In Thy, a region of northern Denmark, there are over 500 Thai women married to Danish men. Apparently it all started with Niels who went to Thailand as a sex tourist and met Sommai in Pattaya. They returned to Denmark and got married. Sommai's success meant that she has become the go-to woman for Thai women from her village who want to leave Thailand and marry a white man.
Love on Delivery is the first of two documentaries on this process. It follows Kae, Sommai's niece, who is visiting Denmark on a 90 day visa in order to find a husband. With no time to learn Danish Sommai teaches Kea some useful phrases "Good morning", "good night", "I have a headache", places an advert in the paper, teaches Kea how to behave with a Danish man -- lots of hugs and kisses. Sommai's friends also enthusiastically pitch in with advice and warnings on a variety of things including the dangers of large Danish penises.

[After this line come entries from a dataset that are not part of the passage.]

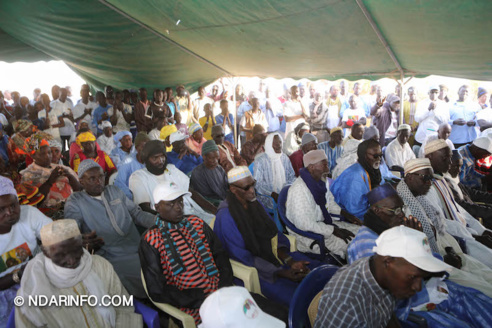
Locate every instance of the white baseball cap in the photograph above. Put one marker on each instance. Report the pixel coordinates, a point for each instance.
(410, 244)
(177, 136)
(168, 191)
(234, 307)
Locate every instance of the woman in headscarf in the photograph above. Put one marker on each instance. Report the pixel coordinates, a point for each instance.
(196, 139)
(272, 170)
(294, 138)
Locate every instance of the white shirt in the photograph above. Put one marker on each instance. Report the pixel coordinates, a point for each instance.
(398, 155)
(21, 242)
(429, 120)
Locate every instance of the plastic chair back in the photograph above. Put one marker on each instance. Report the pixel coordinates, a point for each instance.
(305, 292)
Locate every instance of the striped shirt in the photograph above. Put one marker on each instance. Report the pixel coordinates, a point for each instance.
(353, 298)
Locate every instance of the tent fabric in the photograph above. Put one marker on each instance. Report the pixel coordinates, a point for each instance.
(155, 43)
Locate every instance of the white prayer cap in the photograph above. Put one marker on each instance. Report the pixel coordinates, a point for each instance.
(417, 164)
(410, 244)
(484, 142)
(435, 145)
(58, 231)
(234, 307)
(168, 191)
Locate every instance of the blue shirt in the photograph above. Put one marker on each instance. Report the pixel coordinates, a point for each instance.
(186, 164)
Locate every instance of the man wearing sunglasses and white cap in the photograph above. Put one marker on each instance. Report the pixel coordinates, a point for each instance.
(364, 294)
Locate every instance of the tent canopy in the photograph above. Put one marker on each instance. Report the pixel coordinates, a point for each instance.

Sommai selects Kjeld a local man (whose mother despairs that he will find a woman) from the replies to the advert and Kea is packed off to live with this quiet smiling bachelor. Neither of whom can speak a word of each other's languages. A Thai-Danish dictionary borrowed from the library becomes necessary to negotiate the basics of domestic life. Sommai pushes the relationship along by chiding Kea for ignoring the advice on daily hugs and kisses. Eventually as time is running out on Kea's visa the couple is put on the spot. Do they want to marry each other or not?
The Danish government uses a bond system to ensure that the marriages are "genuine". The couple (i.e. the husband) pays about $20,000 which the government returns after 7 years if the couple are still together! The Thai brides have to return to Thailand after the marriage until their residency application is processed.
No secret is made of the fact that the Thai wives intend to send money home to their families, and many do factory work in Denmark to earn this. What is not always made immediately clear to their potential Danish husbands are the children these women have in left behind in Thailand and that they want to bring to Denmark too. Here the government says that the child has be reunited with its mother within two years otherwise it is deemed to have had its parental bond broken.
Ticket to Paradise follows one such couple as they go to Thailand to negotiate with the reluctant Thai father to hand over the child. The two films were made about 5 months apart and include many of the same couples. The explicit tying together of love and marriage with economic security will sit uncomfortably with those who feel that love and marriage are so "sacred" that they shouldn't be linked to other concerns. As far as we the viewer can tell these marriages with the big cultural difference, economic tie-ins and in some cases big age differences seem to work. How much this is due to love and how much it is due to the cost of failure is not explored (and perhaps not explorable). Do concerns beyond love enter into our relationships? Is this a bad thing?